Kristine Stiles (born Kristine Elaine Dolan in Denver, Colorado, 1947) is the France Family Distinguished Professor of Art, Art History and Visual Studies at Duke University. She is an art historian, curator, and artist specializing in global contemporary art and trauma. Her most recent book is Concerning Consequences: Studies in Art, Destruction, and Trauma, University of Chicago Press, 2016. She is best known for her scholarship on artists’ writings, performance art, feminism, destruction and violence in art, and trauma in art. Stiles joined the faculty of Duke in 1988, and she has taught at the University of Bucharest and Venice International University. She received the Richard K. Lublin Distinguished Award for Undergraduate Teaching Excellence in 1994, and the Dean's Award for Excellence in Graduate Mentoring in 2011, both at Duke University. Among other fellowships and awards include a J. William Fulbright Fellowship in 1995, a Solomon R. Guggenheim Fellowship in 2000, and an Honorary Doctorate from Dartington College of Arts in Totnes, Devon, England in 2005.

==Biography==
Stiles is the second of five children born to Paul G. Dolan and Katherine Haller Rogers Dolan. Stiles's maternal genealogy includes a number of educators and public figures. Her grandfather, Frederick Rand Rogers [1894–1972], was a radical American educator, pioneer of physical fitness testing, and inventor of the Physical Fitness Index. Her great grandfather, Frederick John Rogers, was a professor of physics and Chair of the Physics Department at Stanford University and his wife, Stiles's great grandmother, was the colorful Josephine Rand Rogers, a president of The League of Women Voters, and politically active in the Temperance Movement and in passing Child Welfare Laws. Another maternal great grandfather, Dr. George Spalatin Easterday, was mayor of Albuquerque, New Mexico; and her great, great grandfather John Rankin Rogers, was third governor of the state of Washington and supporter of the “Barefoot School Boy Act.” Stiles’ father's ancestry is all of Irish immigrants from Old Castle, County Cavan, but her grandfather William Joseph Dolan was born in Boston, trained in Italy as an Interior Designer and worked as a decorator of Catholic churches. Stiles retained her last name from her first marriage (1967–1974) to attorney Randolph Stiles.

==Education==
Stiles earned her B.A. in Art History from San Jose State University in California (1970), and her M.A. (1974) and Ph.D. (1987) in the History of Art from the University of California, Berkeley, where she studied with Peter Selz and Herschel B. Chipp, both known for their focus on artists’ writings, the social history of art, and international art, concentrations that shaped Stiles's scholarly direction. Stiles's doctoral dissertation, "The Destruction in Art Symposium (DIAS): The Radical Social Project of Event-Structured Live Art" (1987), was the first thesis on the subject of destruction in art. DIAS took place in London in 1966, was organized by Gustav Metzger (about whom Stiles has also published extensively), and some fifty international artists, and poets, as well as a few psychiatrists participated in DIAS.

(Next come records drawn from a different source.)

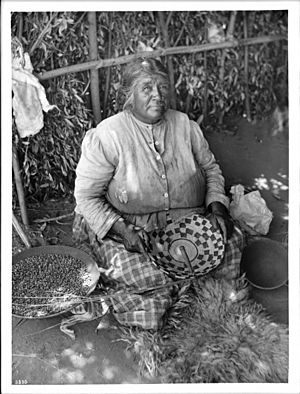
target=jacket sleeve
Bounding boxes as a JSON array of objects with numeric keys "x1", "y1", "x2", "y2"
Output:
[
  {"x1": 74, "y1": 129, "x2": 121, "y2": 239},
  {"x1": 190, "y1": 121, "x2": 229, "y2": 208}
]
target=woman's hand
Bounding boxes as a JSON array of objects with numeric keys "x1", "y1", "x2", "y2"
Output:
[
  {"x1": 208, "y1": 201, "x2": 234, "y2": 243},
  {"x1": 108, "y1": 219, "x2": 150, "y2": 254}
]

One of Stiles's principal theoretical contributions to the history of performance art was her 1987 dissertation argument that the presentation of the artist's performing body initiates a new communicative structure in the visual arts, appending the traditional re-presentational role of metaphor with the connective function of metonymy. Countering the widespread claim in the early post-1945 period that performance art breaks down the barriers between art and life, Stiles asserted that metonymy augments interpersonal communication through its linking function, and expands the conventional modes of visual communication by creating the potential for an exchange between presenting and viewing subjects.

==Career==
Stiles is among a handful of scholars who, in the late 1970s, laid the foundation for studying post-1945 performance art and related forms, writing about the pioneering artists of happenings, Fluxus, performance art, and new media. Her articles and essays, many of them book-length, have addressed the work of artists such as Jean-Jacques Lebel, Yoko Ono, Franz West, Carolee Schneemann, Raphael Montañez Ortiz, Valie Export, Jean Toche, Alison Knowles, David Tudor and Henry Flynt, Lynn Hershman Leeson, Chris Burden, Kim Jones, Paul McCarthy, Barbara T. Smith, Marina Abramović, William Pope.L, Dan and Lia Perjovschi, Peter D'Agostino, STELARC, Jeffrey Shaw, Maurice Benayoun, and many others.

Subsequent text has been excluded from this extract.